Anxiety and Parkinson’s Disease may have a stronger and more useful connection than previously thought.

A recent 10 year study of general practice patients in the UK indicates that a new diagnosis of anxiety may be an early predictor of Parkinson’s Disease. The researchers looked at almost 1,000,000 different files and found that those people over 50 who were newly diagnosed with anxiety were twice as likely to also be diagnosed with PD within a 5 year period. Which makes me wonder whether those early symptoms all of our loved one’s show might be the cause of the anxiety?

In my husband’s case, we knew something was going wrong for several years prior to his official PD diagnosis, but his primary care doctor kept calling it “just a tremor”. He didn’t become anxious but was curious as to why this supposed tremor kept getting worse and was impacting more of his body. The same thing happened with my father 40 years ago. At that time his PCP simply said, “I should have seen this sooner.” Will this new information help general physicians understand the potential for PD better and recognize what they are looking at when it first presents itself?
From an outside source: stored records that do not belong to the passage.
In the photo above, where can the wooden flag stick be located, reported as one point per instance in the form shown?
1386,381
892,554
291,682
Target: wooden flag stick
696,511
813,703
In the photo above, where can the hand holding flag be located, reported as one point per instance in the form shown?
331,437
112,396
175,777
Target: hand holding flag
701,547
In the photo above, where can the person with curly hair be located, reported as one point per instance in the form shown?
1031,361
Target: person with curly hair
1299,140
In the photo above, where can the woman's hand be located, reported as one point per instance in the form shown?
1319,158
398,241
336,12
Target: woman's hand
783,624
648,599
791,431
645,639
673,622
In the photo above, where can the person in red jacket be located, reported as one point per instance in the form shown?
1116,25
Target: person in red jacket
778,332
I am not sure that an earlier diagnosis would have made big a difference for us. It would have been nice to have an answer and perhaps get treatment in place sooner. When my husband finally was referred to a neurologist, the specialist took one look and asked how long he had been diagnosed with Parkinson’s Disease. He was surprised to learn that my husband hadn’t. During the next 20 minutes that changed our lives forever, he was diagnosed, given a prescription for carbidopa levodopa and sent on his way.

My loving husband still doesn’t present with anxiety, I tend to be the more anxious of the two of us. After reading about these findings, I just hope that my anxiety is tied to his diagnosis of PD and not an upcoming one of my own.

This study can be found online at Risk of Parkinson’s disease in people aged ≥50 years with new-onset anxiety: a retrospective cohort study in UK primary care.